A ce stade le célèbre couple de la chanson haïtienne “Yole et Ansy Dérose”, fit l’unanimité. L’avenir s’annonçait radieux. Ansy revint à la case départ, et sa renommée de dur à crever et de célibataire endurci s’étiola peu à peu. Désormais il fut un papa-gateau, un travailleur qui après une journée de dur labeur aima se retrouver à la maison dans ses pantoufles, entouré de sa femme Yole et de leur fille Rania. Remarquablement transformé, ainsi que ses chansons qui exprimaient la réalité concrète du terroir, et l’auréolaient d’un statut d’avant-gardiste. A un moment de tant de luttes pour la survie, la liberté, la culture. Il s’était mis en filigrane en offrant avec la collaboration de Raymond Moise, la première version de l’Hymne National, dans la langue haïtienne. ‘’CHANTE PEYIM’’ Comme une trainée lumineuse, ses œuvres  jalonnaient  la chanson haïtienne de joyeux tours. Sous formes d’anthologie, qui fit que chacune d’elle renferma une histoire dans la quelle pouvaient  se retrouver, tous ceux et celles qui ont suivi l’itinéraire de ce grand artiste du terroir.

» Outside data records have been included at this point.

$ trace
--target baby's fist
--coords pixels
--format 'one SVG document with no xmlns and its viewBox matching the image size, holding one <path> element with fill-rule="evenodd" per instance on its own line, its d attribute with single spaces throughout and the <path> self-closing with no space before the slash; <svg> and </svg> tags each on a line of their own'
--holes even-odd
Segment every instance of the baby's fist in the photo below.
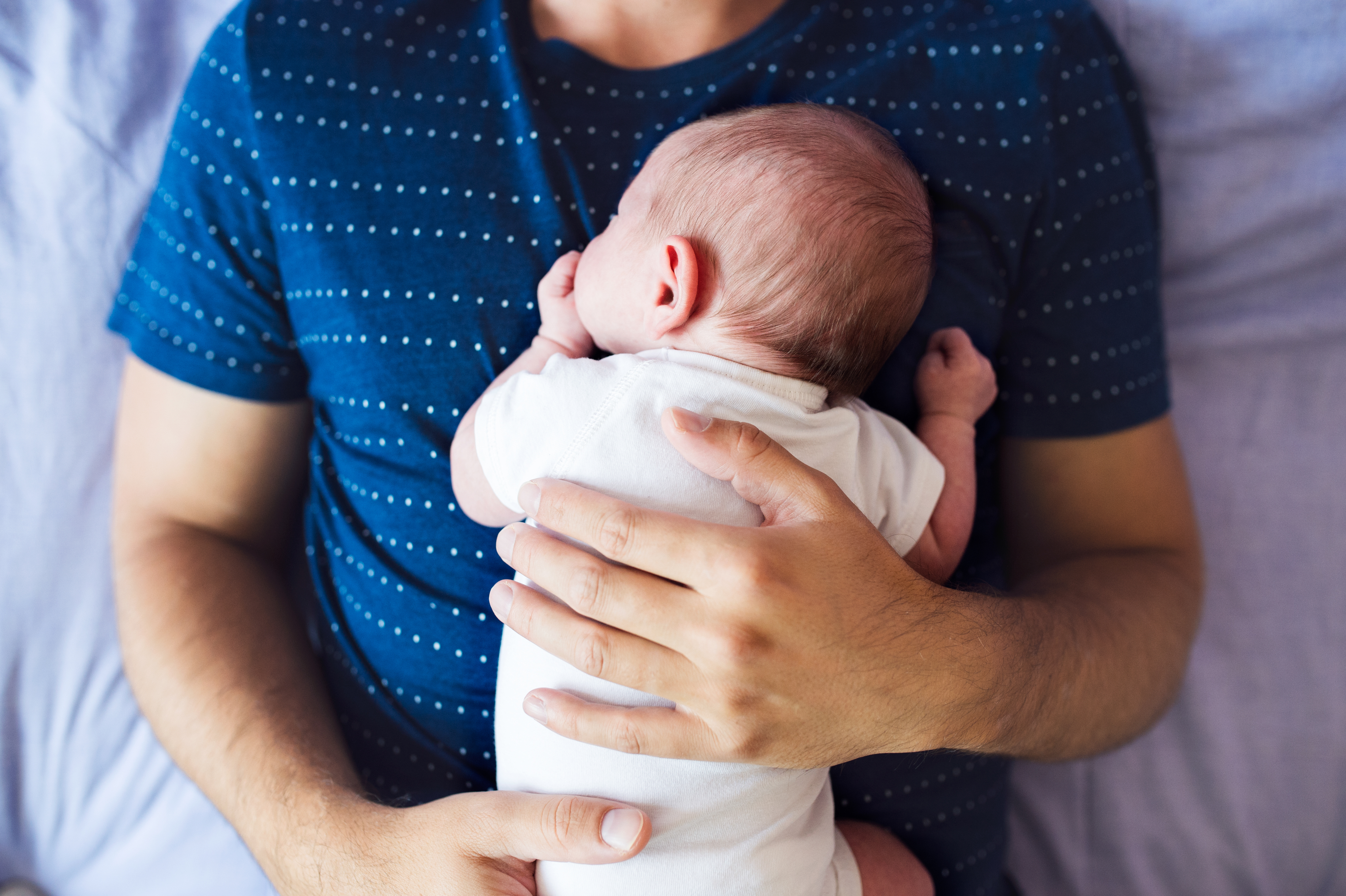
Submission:
<svg viewBox="0 0 1346 896">
<path fill-rule="evenodd" d="M 572 358 L 583 358 L 594 350 L 594 338 L 575 308 L 575 268 L 579 264 L 580 253 L 567 252 L 537 284 L 537 311 L 542 316 L 537 335 L 551 339 Z"/>
<path fill-rule="evenodd" d="M 930 336 L 917 365 L 917 401 L 922 414 L 952 414 L 977 422 L 996 400 L 996 374 L 991 362 L 960 327 Z"/>
</svg>

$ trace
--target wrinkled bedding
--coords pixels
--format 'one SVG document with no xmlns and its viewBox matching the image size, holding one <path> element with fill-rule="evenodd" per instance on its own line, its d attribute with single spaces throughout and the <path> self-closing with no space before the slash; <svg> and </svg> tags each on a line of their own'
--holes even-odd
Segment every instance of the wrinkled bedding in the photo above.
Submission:
<svg viewBox="0 0 1346 896">
<path fill-rule="evenodd" d="M 267 893 L 121 675 L 122 347 L 104 316 L 229 0 L 0 0 L 0 880 Z M 1175 418 L 1210 591 L 1159 726 L 1016 771 L 1026 893 L 1346 892 L 1346 23 L 1335 0 L 1106 0 L 1164 198 Z"/>
<path fill-rule="evenodd" d="M 229 0 L 0 0 L 0 881 L 269 893 L 121 674 L 104 330 L 170 113 Z"/>
</svg>

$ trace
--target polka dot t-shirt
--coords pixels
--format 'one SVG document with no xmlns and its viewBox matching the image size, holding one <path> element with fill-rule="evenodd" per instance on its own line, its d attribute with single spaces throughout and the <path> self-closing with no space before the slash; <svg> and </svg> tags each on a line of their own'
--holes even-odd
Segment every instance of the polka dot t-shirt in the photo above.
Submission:
<svg viewBox="0 0 1346 896">
<path fill-rule="evenodd" d="M 1147 137 L 1084 3 L 787 0 L 716 52 L 626 71 L 538 42 L 522 0 L 258 0 L 202 52 L 110 326 L 182 381 L 312 402 L 315 628 L 385 796 L 493 782 L 486 596 L 511 570 L 458 509 L 448 447 L 537 331 L 537 280 L 668 133 L 791 101 L 874 118 L 926 178 L 938 272 L 865 398 L 914 422 L 938 327 L 996 362 L 957 578 L 1001 584 L 996 439 L 1167 409 Z M 902 835 L 941 893 L 1000 891 L 1001 760 L 879 756 L 835 783 L 839 813 Z"/>
</svg>

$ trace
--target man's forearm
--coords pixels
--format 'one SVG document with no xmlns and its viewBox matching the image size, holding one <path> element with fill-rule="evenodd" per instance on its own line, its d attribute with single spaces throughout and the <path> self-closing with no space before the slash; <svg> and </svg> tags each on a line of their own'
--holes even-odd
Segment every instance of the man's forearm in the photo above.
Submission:
<svg viewBox="0 0 1346 896">
<path fill-rule="evenodd" d="M 359 782 L 280 573 L 226 538 L 122 521 L 127 674 L 170 755 L 277 885 L 322 873 Z M 283 885 L 283 889 L 288 887 Z"/>
<path fill-rule="evenodd" d="M 1182 682 L 1201 607 L 1182 552 L 1059 562 L 1008 596 L 968 595 L 983 698 L 950 745 L 1022 759 L 1090 756 L 1139 736 Z"/>
</svg>

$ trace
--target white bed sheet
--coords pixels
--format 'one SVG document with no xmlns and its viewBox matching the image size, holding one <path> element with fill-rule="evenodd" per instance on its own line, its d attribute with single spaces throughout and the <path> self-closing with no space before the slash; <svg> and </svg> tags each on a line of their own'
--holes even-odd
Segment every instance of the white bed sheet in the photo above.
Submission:
<svg viewBox="0 0 1346 896">
<path fill-rule="evenodd" d="M 230 0 L 0 0 L 0 880 L 271 893 L 121 673 L 109 300 Z"/>
</svg>

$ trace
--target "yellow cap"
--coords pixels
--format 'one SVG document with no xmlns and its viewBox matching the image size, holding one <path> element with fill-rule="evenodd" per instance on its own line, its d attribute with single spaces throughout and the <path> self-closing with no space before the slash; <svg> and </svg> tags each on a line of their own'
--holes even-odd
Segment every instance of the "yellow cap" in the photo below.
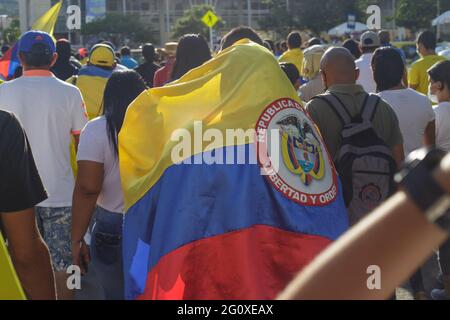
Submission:
<svg viewBox="0 0 450 320">
<path fill-rule="evenodd" d="M 89 54 L 89 63 L 100 67 L 112 67 L 116 62 L 114 51 L 106 44 L 97 44 Z"/>
</svg>

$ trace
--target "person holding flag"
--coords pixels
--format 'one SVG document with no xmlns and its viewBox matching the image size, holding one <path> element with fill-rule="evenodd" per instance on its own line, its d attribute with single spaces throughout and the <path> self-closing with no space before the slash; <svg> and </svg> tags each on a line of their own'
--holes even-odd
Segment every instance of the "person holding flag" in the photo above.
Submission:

Dans sa merveilleuse odyssée musicale, ce chef de file du music-hall haïtien s’était toujours appliqué à offrir aux mélomanes de partout, les saveurs inaltérables d’Haïti. En Europe, dans les Amériques, dans les Antilles, au Rex Théâtre, sa salle fétiche. Au Carnegie Hall, au Palladium, au Théâtre Walt Whitman de Brooklyn Collège, son fief newyorkais, au BAM. Au stade Sylvio Cator de Port-au Prince, où 20,000 personnes vinrent pour l’acclamer en 1983, dans le cadre du festival: “Hommage à la Jeunesse”, qui correspondait à “L’année internationale de la jeunesse”, d’où toujours soucieux de promouvoir la culture haïtienne, lui et Yole avaient décidé de lancer dans le grand bain des jeunes talents tels que: Maggy Jean Louis, Emelyne Michel, Patrick Lacroix, Loulou Dadaille, Evelyne Beauvil etc.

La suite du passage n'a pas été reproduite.